A mulher, respondendo que agora não tem marido, que está à procura de amantes, confessa que não encontrou o único esposo, sempre fiel no amor, mesmo em caso de traição (cf. Os 14,5). Jesus está diante do povo dos samaritanos para lhes dizer que o Senhor nunca os abandonou, que quer atraí-los para si (cf. Os 2,16) e celebrar com eles as bodas da aliança eterna.

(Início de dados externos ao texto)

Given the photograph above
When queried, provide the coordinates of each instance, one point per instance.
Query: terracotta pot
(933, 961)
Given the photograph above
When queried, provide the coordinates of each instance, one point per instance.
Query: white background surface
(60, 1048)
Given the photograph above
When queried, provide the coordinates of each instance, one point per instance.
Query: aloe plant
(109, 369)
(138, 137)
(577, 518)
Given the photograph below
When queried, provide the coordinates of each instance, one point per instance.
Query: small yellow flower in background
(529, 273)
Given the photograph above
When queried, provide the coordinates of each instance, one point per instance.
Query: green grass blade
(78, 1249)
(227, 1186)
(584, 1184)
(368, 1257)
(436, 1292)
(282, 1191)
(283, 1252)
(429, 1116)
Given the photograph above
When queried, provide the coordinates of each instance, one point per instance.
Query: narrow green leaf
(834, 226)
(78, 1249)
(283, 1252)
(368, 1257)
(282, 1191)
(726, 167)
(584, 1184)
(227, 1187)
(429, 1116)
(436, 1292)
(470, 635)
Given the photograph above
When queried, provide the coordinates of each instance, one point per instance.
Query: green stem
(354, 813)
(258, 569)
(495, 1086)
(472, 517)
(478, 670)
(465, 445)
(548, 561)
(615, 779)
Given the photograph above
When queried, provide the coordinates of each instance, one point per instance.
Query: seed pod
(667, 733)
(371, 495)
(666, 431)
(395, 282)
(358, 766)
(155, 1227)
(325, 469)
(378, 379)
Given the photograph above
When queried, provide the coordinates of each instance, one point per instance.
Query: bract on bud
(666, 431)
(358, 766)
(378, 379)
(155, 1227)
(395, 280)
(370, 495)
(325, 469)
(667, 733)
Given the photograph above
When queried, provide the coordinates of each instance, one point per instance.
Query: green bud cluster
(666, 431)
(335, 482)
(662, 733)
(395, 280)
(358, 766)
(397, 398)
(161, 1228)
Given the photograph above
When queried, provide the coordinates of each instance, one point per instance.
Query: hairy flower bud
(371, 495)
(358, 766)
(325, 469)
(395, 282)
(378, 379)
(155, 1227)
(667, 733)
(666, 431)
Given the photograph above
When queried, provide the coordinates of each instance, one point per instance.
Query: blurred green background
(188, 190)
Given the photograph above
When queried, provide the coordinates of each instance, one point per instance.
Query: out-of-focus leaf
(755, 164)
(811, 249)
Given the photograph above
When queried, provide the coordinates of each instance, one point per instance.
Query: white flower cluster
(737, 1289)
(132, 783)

É por isso que a samaritana, além da água, deve encontrar quem é a fonte, por trás do dom ela deve descobrir o doador. Na resposta dada a Jesus, ela reconhece implicitamente seus numerosos fracassos, sua sede frustrada de comunhão e de amor; é uma mulher na miséria, que conhece patrões, mas não um esposo, uma mulher explorada e abandonada.
Mas, descobrindo a si mesma, descobre que Jesus é profeta e imediatamente lhe pergunta onde é possível adorar, onde é possível encontrar a Deus e iniciar uma vida de comunhão com ele: em Jerusalém, como dizem os judeus, ou no monte Gerizim, como defendem os samaritanos?
Em resposta, Jesus lhe anuncia a hora: “Acredita-me, mulher: está chegando a hora – e é esta – em que os verdadeiros adoradores adorarão o Pai em espírito e verdade”, isto é, no Espírito Santo e em Jesus Cristo mesmo, que é a verdade (cf. Jo 14,6), a última e definitiva narração de Deus (cf. Jo 1,18). Sim, o lugar da autêntica liturgia cristã não é mais um lugar-santuário, monte, templo ou catedral, mas sim a morada do Pai, do Filho e do Espírito Santo, isto é, a nossa pessoa inteira, corpo de Cristo (cf. 2Cor 13,5) e “templo do Espírito” (1Cor 6,19)!
Diante dessas palavras, a samaritana ousa confessar a própria expectativa: ele e seu povo esperam o Messias profético, o novo Moisés (cf. Dt 18,15-18), esperam aquele que desvelará tudo. E é nesse momento que Jesus lhe diz: “Eu sou – o Nome de Deus (cf. Ex 3,14) – que estou falando contigo”. A mulher se desvelou em sua miséria, Jesus se desvela em sua verdade de Messias, de Cristo, enviado por Deus.
Mas o encontro humaníssimo com Jesus transformou essa mulher em uma criatura nova, tornando-a testemunha e evangelizadora. É por isso que, "deixando seu cântaro” – um gesto que diz mais do que muitas palavras! –, corre para a cidade para testemunhar o que lhe aconteceu. Para a samaritana, testemunhar é acima de tudo recordar os eventos, narrar a própria experiência: algo decisivo aconteceu em sua vida, e isso provocou nela uma mudança, uma conversão.
E assim, depois de recordar os fatos, sugere uma interpretação: “Será que ele não é o Messias?”. Ela não impõe a quem a escuta um dogma nem uma verdade expressada em termos rígidos, mas propõe uma leitura que lhes permitirá fazer uma escolha na liberdade, movidos pelo amor. Ela sugere, mais do que conclui, e assim acende o desejo do encontro.
“A fé nasce da escuta” (Rm 10,17), dirá o Apóstolo: da escuta de Jesus nasceu a fé da samaritana; da escuta da samaritana nasceu a fé de seu povo. E da fé procede o conhecimento; do conhecimento, o amor: esse é o evento cristão, admiravelmente resumido no encontro de duas pessoas sedentas!